FRAUD — FOURTH CAUSE OF ACTION
Defendants next argue that the Fourth Cause of Action for Intentional Misrepresentation is not alleged with adequate specificity and is precluded by the parol evidence rule. (Demurrer at pp. 6–7.)
The court first notes that the parol evidence argument is without merit. The rule prohibiting the introduction of parol evidence of prior agreements is a rule designed to shape contract interpretation: “It provides that when parties enter an integrated written agreement, extrinsic evidence may not be relied upon to alter or add to the terms of the writing.” (Riverisland Cold Storage, Inc. v. Fresno-Madera Production Credit Assn. (2013) 55 Cal.4th 1169, 1174.) On the other hand, “Parol evidence is always admissible to prove fraud, and it was never intended that the parol evidence rule should be used as a shield to prevent the proof of fraud.” (Id. at p. 1180–81.) Thus Defendants may not rely on the parol evidence rule to defeat a fraud claim.

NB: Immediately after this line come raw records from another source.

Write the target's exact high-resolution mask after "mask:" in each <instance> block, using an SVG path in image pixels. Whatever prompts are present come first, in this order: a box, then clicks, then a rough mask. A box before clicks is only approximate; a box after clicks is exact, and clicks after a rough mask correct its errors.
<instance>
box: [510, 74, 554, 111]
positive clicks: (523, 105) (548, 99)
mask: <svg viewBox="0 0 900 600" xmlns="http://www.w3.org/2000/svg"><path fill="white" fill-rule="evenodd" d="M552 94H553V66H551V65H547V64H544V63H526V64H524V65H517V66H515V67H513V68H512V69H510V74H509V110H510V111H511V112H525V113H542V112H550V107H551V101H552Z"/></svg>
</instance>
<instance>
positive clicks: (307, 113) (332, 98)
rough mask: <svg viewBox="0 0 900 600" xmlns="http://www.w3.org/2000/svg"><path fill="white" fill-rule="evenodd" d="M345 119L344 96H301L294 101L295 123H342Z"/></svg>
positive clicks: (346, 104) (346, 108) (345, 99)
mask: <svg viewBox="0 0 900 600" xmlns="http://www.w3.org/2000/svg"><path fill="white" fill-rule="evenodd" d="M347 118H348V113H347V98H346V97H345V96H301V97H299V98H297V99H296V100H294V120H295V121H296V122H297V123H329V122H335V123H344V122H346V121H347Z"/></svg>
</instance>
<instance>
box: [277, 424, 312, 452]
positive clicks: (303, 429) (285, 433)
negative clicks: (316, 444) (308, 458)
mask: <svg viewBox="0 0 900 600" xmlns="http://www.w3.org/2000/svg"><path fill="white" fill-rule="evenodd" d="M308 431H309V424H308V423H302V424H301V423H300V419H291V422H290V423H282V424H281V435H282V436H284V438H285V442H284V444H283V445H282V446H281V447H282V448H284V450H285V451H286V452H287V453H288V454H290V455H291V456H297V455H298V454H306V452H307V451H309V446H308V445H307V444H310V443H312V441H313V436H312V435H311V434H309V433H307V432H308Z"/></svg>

However, the court agrees that the allegations of fraud in the FAC are insufficiently specific. The elements of fraud are: (1) misrepresentation (false representation, concealment, or nondisclosure); (2) knowledge of falsity (scienter); (3) intent to defraud or induce reliance; (4) justifiable reliance; and (5) damages. (See Lazar v. Superior Court (1996) 12 Cal.4th 631, 638.) It is well-established that “[t]o withstand a demurrer, the facts constituting every element of fraud must be alleged with particularity, and the claim cannot be salvaged by references to the general policy favoring the liberal construction of pleadings.” (Goldrich v. Natural Y Surgical Specialties, Inc. (1994) 25 Cal.App.4th 772, 782.) “This particularity requirement necessitates pleading facts which show how, when, where, to whom, and by what means the representations were tendered.” (Lazar, supra, 12 Cal.4th at p. 645 (internal quotation marks omitted).)
In the present FAC, it is pleaded that “defendants” made promises related to the presence of a key tenant and the monitoring and maintenance of the plaza, but it is not stated who made these statements, when, how, and in what capacity. (FAC ¶ 16.)
Accordingly, the Demurrer is SUSTAINED as to the Fourth Cause of Action for Intentional Misrepresentation, without leave to amend. (Jensen v. Home Depot, Inc. (2018) 24 Cal.App.5th 92, 97, internal quotation marks omitted.)
CONSPIRACY — FIFTH CAUSE OF ACTION
Defendants argue that the Fifth Cause of Action for Conspiracy is defective because it is pleaded in conclusory fashion and because the participants in the conspiracy are alleged to be agents of the entity committing the wrong. (Demurrer at pp. 8–9.)
A civil conspiracy however atrocious, does not per se give rise to a cause of action unless a civil wrong has been committed resulting in damage. The elements of an action for civil conspiracy are the formation and operation of the conspiracy and damage resulting to plaintiff from an act or acts done in furtherance of the common design. In such an action the major significance of the conspiracy lies in the fact that it renders each participant in the wrongful act responsible as a joint tortfeasor for all damages ensuing from the wrong, irrespective of whether or not he was a direct actor and regardless of the degree of his activity.
(Doctors’ Co. v. Superior Court (1989) 49 Cal.3d 39, 44, internal citations, alterations, and quotation marks omitted.)
The court agrees that the conspiracy allegations as presently pleaded are insufficient, because they allege only a conspiracy of a corporation with its agents, i.e. an impermissible conspiracy of a corporation with itself. (See Black v. Bank of America (1994) 30 Cal.App.4th 1, 6.) Accordingly, no conspiracy is properly pleaded here.
The Demurrer is SUSTAINED as to the Fifth Cause of Action, without leave to amend. (Jensen v. Home Depot, Inc. (2018) 24 Cal.App.5th 92, 97, internal quotation marks omitted.)